Le prese per le mani e le condusse lungo la prima rampa di scale, tenendosi accostato al muro, lontano dal fumo; più scendevano più si faceva denso, e più era rovente l’aria.
Sandy e Rachel lo tiravano indietro e Childes dovette strattonarle per continuare a farle scendere. Quando raggiunsero un angolo tra il primo e il secondo piano le coprì con il proprio corpo. A Rachel si piegavano le gambe e si appoggiò a lui: nella luce rossastra vide che la bambina non ce l’avrebbe mai fatta.

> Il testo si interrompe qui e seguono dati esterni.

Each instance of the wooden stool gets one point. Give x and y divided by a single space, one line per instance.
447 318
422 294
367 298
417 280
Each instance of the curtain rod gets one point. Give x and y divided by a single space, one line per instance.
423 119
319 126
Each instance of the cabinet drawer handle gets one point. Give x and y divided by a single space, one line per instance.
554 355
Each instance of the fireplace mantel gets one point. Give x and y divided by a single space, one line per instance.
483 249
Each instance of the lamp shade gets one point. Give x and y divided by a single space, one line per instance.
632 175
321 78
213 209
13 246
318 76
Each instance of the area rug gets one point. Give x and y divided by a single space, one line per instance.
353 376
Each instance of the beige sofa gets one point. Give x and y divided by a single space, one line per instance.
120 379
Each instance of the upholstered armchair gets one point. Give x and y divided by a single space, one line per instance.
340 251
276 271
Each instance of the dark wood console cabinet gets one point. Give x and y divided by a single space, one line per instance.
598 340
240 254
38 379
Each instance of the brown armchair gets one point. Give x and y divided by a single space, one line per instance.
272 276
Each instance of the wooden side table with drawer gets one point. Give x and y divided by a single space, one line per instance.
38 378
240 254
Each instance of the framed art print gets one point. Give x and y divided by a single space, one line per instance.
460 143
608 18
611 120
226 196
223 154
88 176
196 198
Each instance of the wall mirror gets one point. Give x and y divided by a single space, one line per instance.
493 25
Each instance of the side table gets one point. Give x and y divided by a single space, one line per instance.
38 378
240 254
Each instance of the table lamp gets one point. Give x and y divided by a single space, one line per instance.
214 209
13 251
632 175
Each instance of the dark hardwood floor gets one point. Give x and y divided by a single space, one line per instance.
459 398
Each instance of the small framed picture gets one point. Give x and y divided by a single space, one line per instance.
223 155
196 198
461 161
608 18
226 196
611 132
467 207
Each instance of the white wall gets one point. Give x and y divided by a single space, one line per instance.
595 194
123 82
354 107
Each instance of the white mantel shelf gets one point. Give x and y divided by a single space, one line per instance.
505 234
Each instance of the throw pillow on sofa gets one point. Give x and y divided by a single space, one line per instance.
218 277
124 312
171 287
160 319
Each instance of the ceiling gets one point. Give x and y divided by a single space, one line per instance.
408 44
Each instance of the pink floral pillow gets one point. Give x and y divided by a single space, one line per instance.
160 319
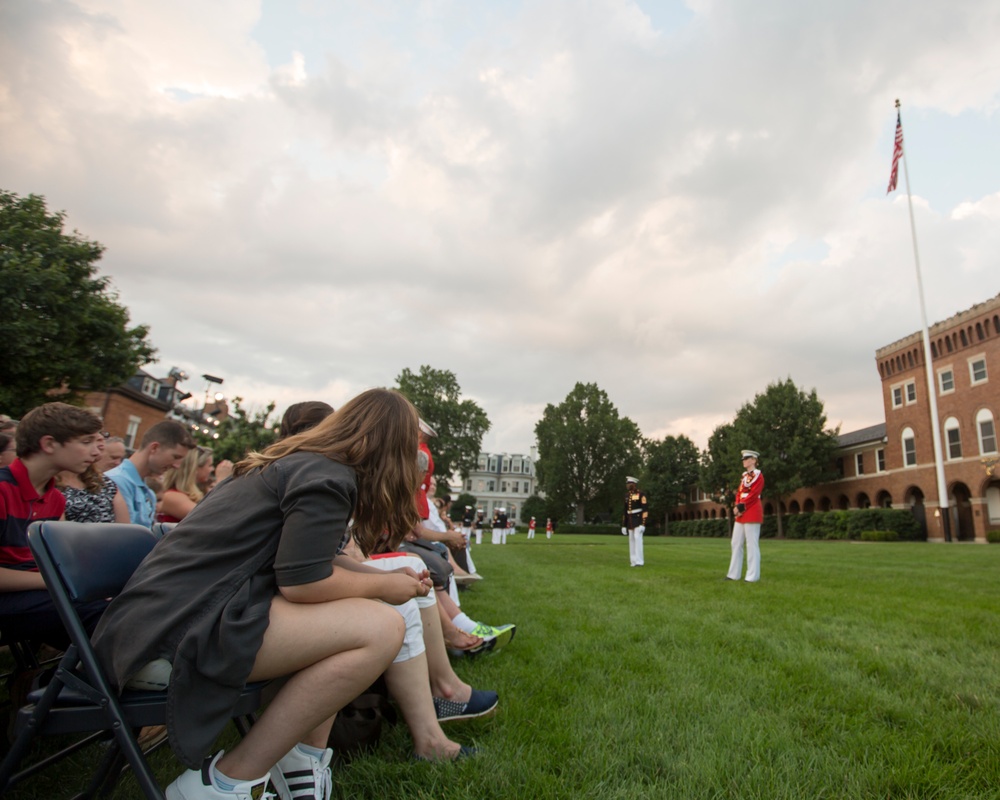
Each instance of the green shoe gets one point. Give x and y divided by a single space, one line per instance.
500 635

Si tolse la giacca, gliela avvolse intorno al corpo e la sollevò. Lei gli si accasciò contro la spalla, semisvenuta. Meglio così, non avrebbe creato problemi muovendosi. Prese di nuovo la mano di Sandy e riprese la discesa cercando di coprirla come meglio poteva.
«Manca poco adesso!» disse, per farle coraggio.

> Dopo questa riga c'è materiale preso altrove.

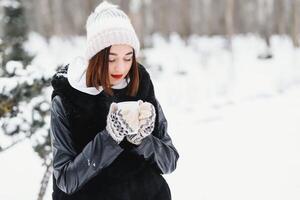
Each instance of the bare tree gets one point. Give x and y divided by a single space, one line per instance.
295 22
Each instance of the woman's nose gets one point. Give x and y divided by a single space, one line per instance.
120 65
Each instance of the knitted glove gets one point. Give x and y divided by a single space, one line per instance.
120 123
147 120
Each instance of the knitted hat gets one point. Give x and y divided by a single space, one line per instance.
108 25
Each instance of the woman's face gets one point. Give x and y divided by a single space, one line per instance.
119 63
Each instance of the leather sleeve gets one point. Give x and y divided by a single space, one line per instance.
73 169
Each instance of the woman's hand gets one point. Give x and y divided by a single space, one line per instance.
146 123
121 122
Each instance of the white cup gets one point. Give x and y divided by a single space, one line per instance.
130 111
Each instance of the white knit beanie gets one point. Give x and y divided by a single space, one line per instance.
108 25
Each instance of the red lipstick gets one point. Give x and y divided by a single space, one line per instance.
117 76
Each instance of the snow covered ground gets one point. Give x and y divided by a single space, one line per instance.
233 118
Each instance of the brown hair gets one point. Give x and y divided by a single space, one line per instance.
97 73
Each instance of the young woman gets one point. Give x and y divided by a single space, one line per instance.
95 154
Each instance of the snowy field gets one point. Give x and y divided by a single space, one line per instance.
233 117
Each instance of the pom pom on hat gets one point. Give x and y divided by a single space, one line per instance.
104 6
108 25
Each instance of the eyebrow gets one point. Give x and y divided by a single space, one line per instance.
115 54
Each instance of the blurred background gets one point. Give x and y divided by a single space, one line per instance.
227 73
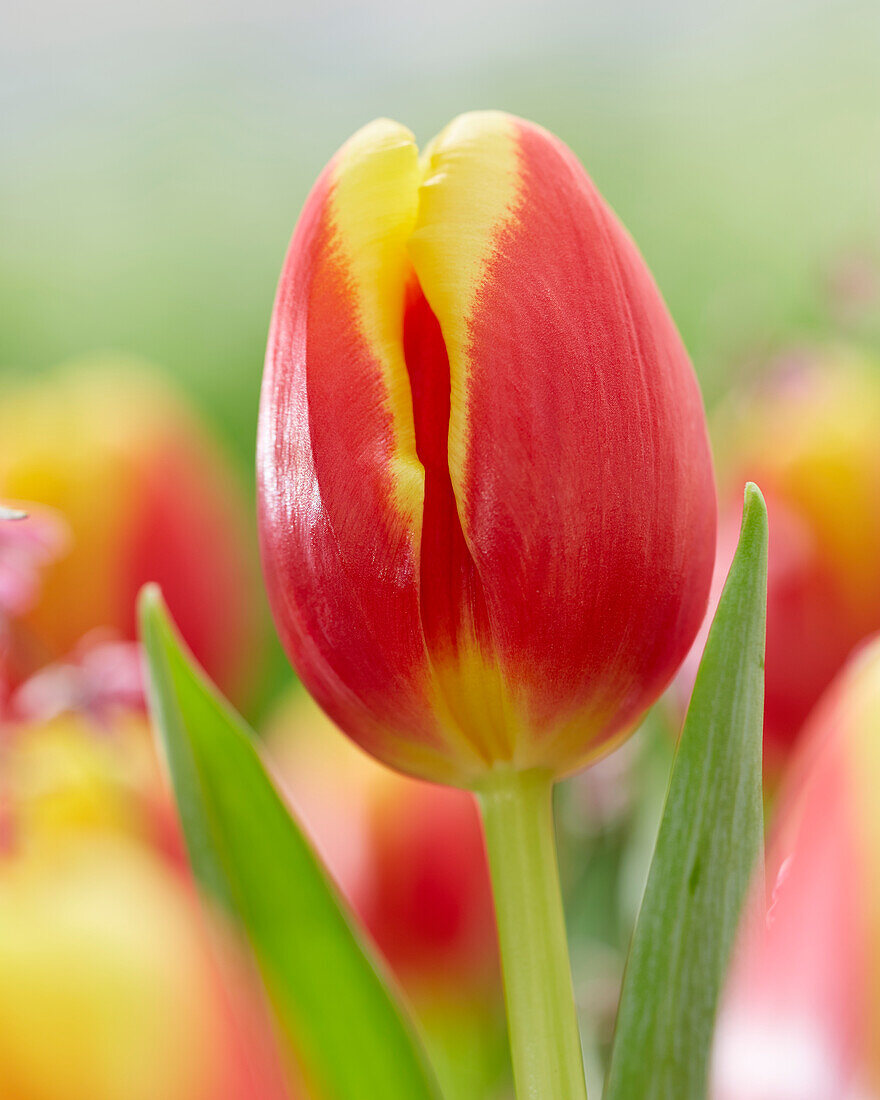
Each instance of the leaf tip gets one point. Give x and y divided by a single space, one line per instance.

Lei rispose aggrappandosi ancora di più al suo braccio. Per un istante gli balenò davanti il viso di Gabby con i suoi occhiali sempre storti. Quasi gridò il suo nome. Ora fu lui a scivolare, e cadde seduto sui gradini, con Rachel in grembo, completamente avvolta nella giacca. Fu Sandy che lo tirò per un braccio, costringendolo ad alzarsi di nuovo, rifiutandosi di lasciarlo riposare.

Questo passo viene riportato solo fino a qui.